Marino di Teana was a man of many angles. Born in 1920 in the medieval village of Teana, Italy, he lived and worked as a shepherd when he was very young and was raised mostly by his grandparents after his father ran off to Argentina. He led an isolated childhood, amusing himself by drawing on the walls of the barn where he played alone by day.
When his grandparents couldn’t afford to send him to school, they arranged for him to apprentice with a decorator from Naples and then with a master mason. He worked hard and became adept at making his own tools, forging them himself.
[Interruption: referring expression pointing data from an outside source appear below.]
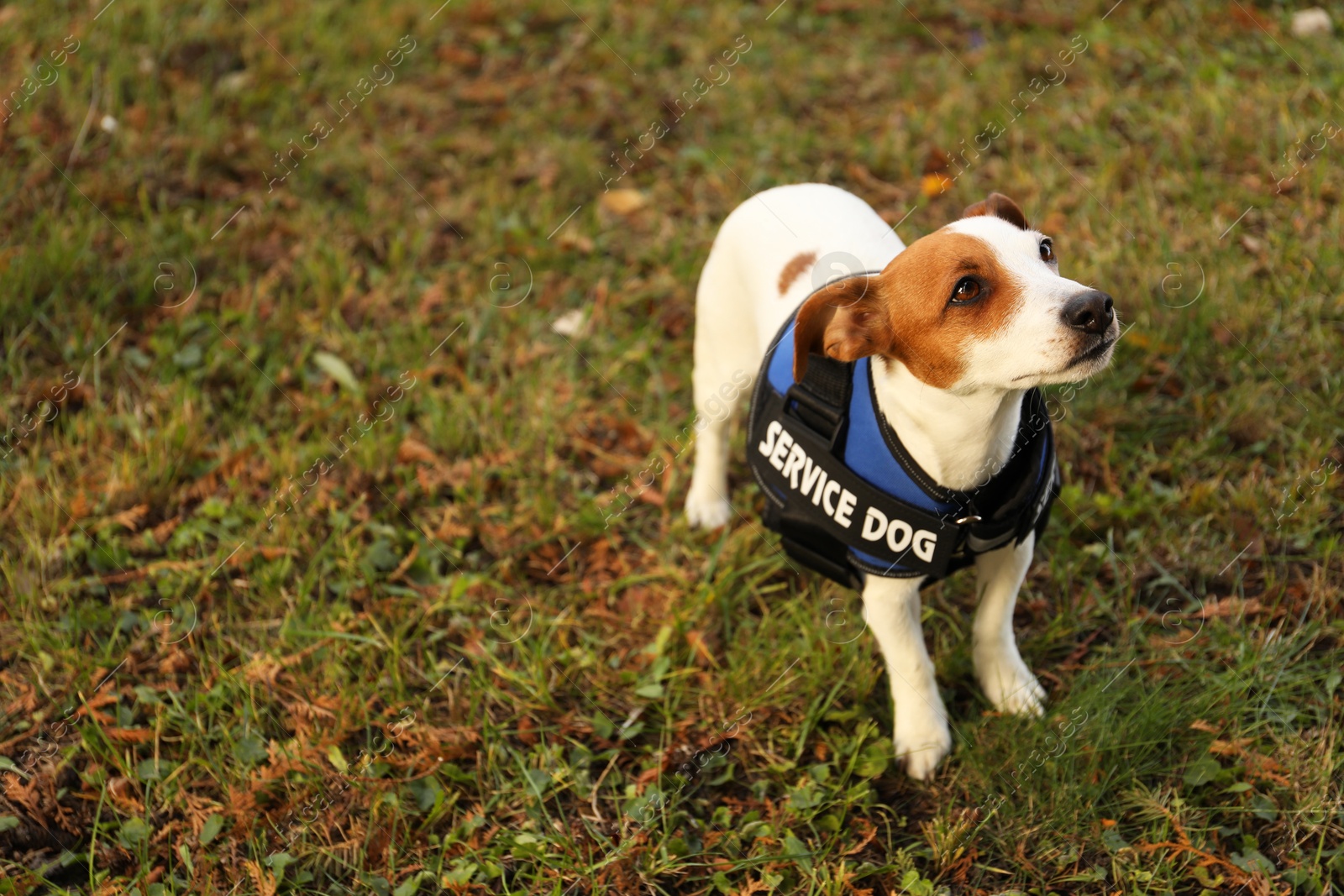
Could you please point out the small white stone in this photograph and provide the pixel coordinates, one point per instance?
(569, 322)
(1310, 22)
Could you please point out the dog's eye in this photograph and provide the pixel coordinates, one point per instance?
(967, 291)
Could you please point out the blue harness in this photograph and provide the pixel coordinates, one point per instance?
(847, 497)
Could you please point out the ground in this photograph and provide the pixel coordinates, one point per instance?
(347, 356)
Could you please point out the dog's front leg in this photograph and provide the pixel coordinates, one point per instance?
(891, 609)
(1005, 679)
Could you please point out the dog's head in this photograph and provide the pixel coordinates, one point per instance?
(978, 304)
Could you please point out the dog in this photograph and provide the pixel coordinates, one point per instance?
(958, 328)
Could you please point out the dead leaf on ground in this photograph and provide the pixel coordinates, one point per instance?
(622, 202)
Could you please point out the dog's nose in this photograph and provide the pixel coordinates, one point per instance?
(1090, 312)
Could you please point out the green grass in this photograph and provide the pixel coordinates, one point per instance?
(477, 651)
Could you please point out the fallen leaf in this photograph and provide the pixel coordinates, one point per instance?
(569, 322)
(413, 450)
(934, 184)
(622, 202)
(338, 369)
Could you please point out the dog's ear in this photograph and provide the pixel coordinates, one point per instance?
(999, 206)
(842, 320)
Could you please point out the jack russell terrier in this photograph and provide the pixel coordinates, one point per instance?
(897, 432)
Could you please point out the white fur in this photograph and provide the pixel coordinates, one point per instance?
(960, 436)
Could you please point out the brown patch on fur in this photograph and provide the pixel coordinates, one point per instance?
(795, 269)
(999, 206)
(842, 320)
(902, 313)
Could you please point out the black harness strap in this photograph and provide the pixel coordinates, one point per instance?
(824, 511)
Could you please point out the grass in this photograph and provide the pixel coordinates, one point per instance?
(331, 567)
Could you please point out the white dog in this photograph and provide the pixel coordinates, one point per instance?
(958, 328)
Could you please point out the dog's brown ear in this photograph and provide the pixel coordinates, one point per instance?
(999, 206)
(840, 320)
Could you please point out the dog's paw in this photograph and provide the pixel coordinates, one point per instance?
(707, 511)
(1011, 687)
(922, 745)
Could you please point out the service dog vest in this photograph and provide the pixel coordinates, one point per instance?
(848, 499)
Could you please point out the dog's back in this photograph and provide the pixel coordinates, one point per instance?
(772, 251)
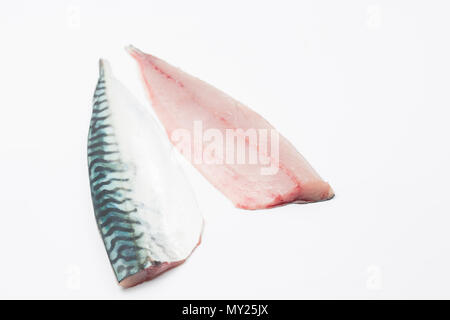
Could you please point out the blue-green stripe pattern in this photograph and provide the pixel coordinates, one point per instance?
(111, 190)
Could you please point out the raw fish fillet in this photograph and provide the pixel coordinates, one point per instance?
(181, 100)
(145, 210)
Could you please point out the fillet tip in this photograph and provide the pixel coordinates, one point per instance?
(133, 51)
(103, 66)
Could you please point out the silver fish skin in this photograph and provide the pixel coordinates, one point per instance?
(145, 209)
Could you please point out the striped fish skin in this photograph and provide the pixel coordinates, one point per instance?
(145, 209)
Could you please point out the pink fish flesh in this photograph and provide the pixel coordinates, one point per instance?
(184, 103)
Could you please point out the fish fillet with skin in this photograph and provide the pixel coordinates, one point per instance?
(145, 210)
(183, 102)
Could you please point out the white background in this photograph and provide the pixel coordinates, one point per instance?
(361, 88)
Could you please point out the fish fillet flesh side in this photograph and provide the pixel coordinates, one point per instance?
(181, 100)
(145, 209)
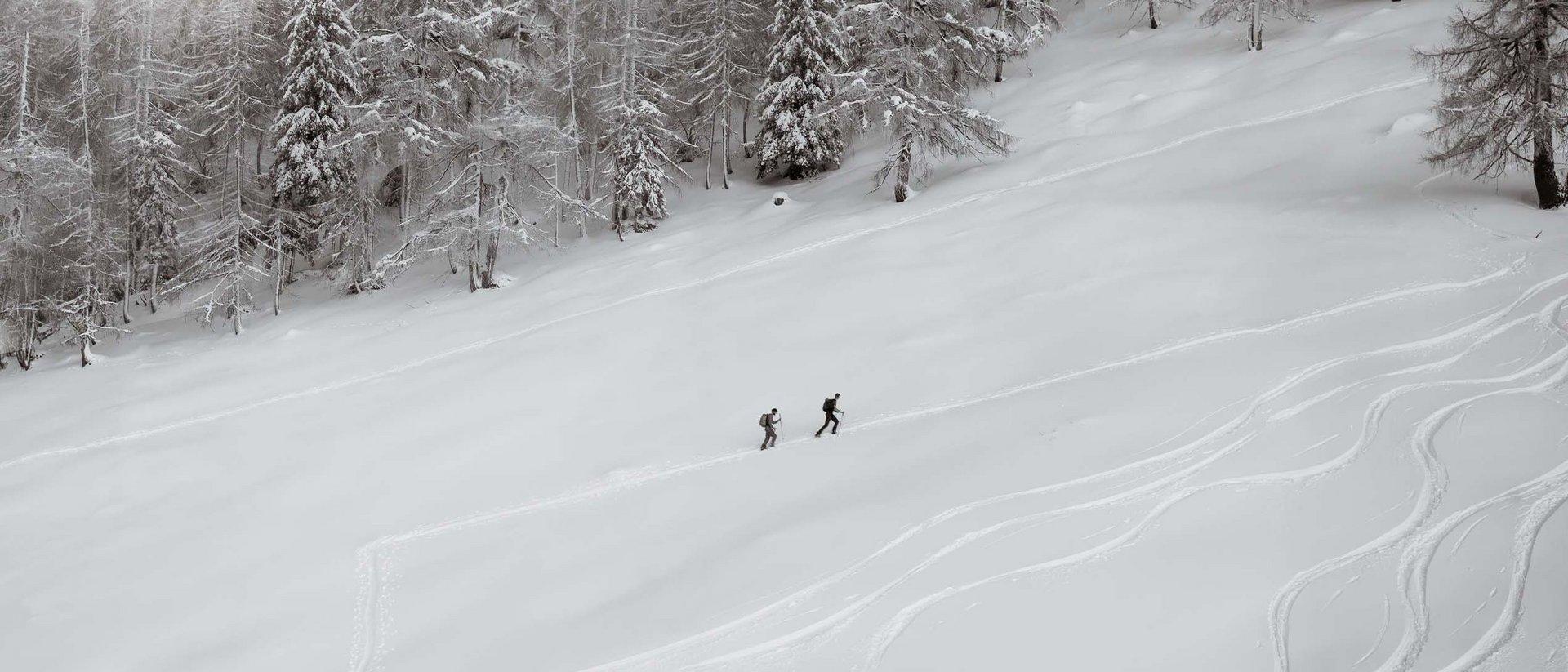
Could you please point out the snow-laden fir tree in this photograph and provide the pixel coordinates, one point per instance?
(422, 74)
(231, 85)
(722, 52)
(231, 254)
(492, 135)
(916, 60)
(39, 218)
(1501, 102)
(806, 52)
(1254, 13)
(234, 257)
(96, 269)
(311, 160)
(568, 82)
(639, 131)
(153, 163)
(1150, 7)
(1017, 27)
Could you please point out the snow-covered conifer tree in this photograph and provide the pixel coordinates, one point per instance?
(916, 61)
(1152, 7)
(311, 163)
(1254, 13)
(1018, 27)
(1501, 105)
(797, 85)
(722, 49)
(637, 129)
(151, 157)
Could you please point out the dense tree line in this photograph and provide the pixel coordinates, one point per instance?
(198, 154)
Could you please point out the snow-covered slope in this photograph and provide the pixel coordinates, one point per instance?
(1211, 375)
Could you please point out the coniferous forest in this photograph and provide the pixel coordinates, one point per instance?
(196, 155)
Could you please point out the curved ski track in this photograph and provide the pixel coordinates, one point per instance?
(702, 281)
(376, 558)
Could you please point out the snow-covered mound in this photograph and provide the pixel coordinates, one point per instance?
(1209, 375)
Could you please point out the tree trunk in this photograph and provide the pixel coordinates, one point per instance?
(745, 132)
(1548, 189)
(1254, 32)
(491, 256)
(153, 293)
(901, 187)
(124, 300)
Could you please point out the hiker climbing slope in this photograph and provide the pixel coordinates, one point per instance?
(768, 422)
(831, 407)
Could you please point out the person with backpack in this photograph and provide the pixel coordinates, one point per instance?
(831, 407)
(768, 422)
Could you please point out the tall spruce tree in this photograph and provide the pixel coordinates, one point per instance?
(1254, 13)
(311, 160)
(918, 58)
(637, 129)
(1501, 105)
(722, 51)
(1152, 7)
(806, 54)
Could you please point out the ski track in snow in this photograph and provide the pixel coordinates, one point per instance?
(707, 279)
(375, 558)
(840, 619)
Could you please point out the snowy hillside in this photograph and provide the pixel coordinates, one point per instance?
(1211, 373)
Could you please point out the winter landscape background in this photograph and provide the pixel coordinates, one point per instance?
(1211, 372)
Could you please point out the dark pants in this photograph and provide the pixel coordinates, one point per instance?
(833, 419)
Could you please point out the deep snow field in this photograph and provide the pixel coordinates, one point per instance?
(1211, 375)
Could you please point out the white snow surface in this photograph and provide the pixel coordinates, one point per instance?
(1213, 373)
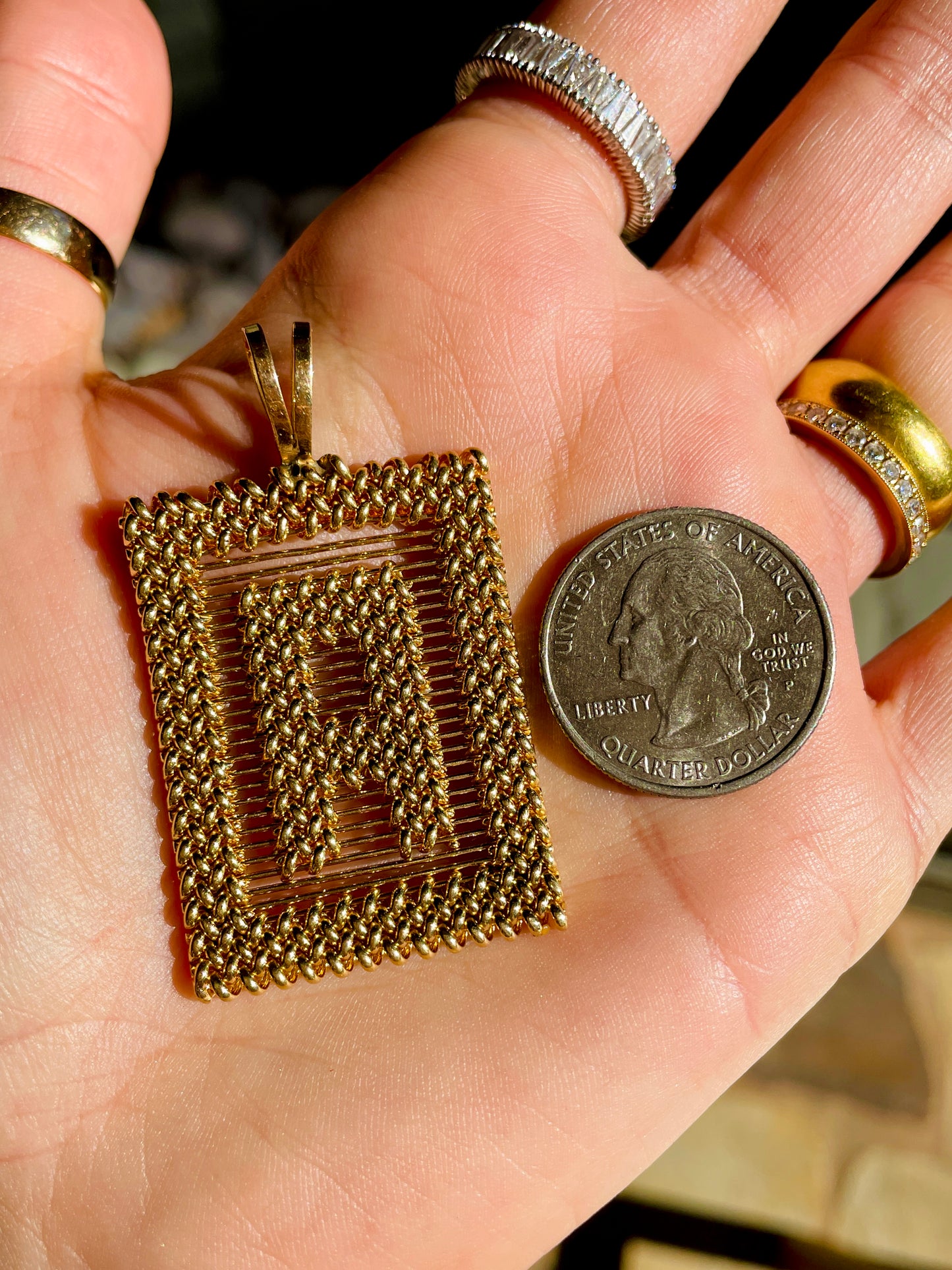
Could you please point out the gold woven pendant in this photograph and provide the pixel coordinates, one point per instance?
(348, 760)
When he was 16, di Teana went to live and work in Argentina, reuniting with the father he barely knew and who wanted him to be an architect rather than a starving artist. But following years with a brutal work schedule—he even recalled helping build coaches for Peron's labor festival—during which time he also took night classes, he escaped to Europe, spending time in Spain, Italy, and France, chasing art, architecture, and art history.
He wrote that Europe would give him the opportunity to see the arts in their own setting. “A piece of carved stone,” he wrote, “is really beautiful only in its relation to the church, to the village, to the country.” This seems like a maxim governing all of his work—its physical and cultural context.
What is fascinating about di Teana is how familiar his work seems at first look and yet how difficult it can be to place, attributable perhaps to the fact that he fits comfortably in several genres and time periods.
All sorts of odds and ends made their way into his art, from the drawings he made as a child, including obsessive sketches of Mussolini, to his compulsively executed sculptures. “I was constantly messing in clay,” he recalled. He would also pick up and store rocks and build with them.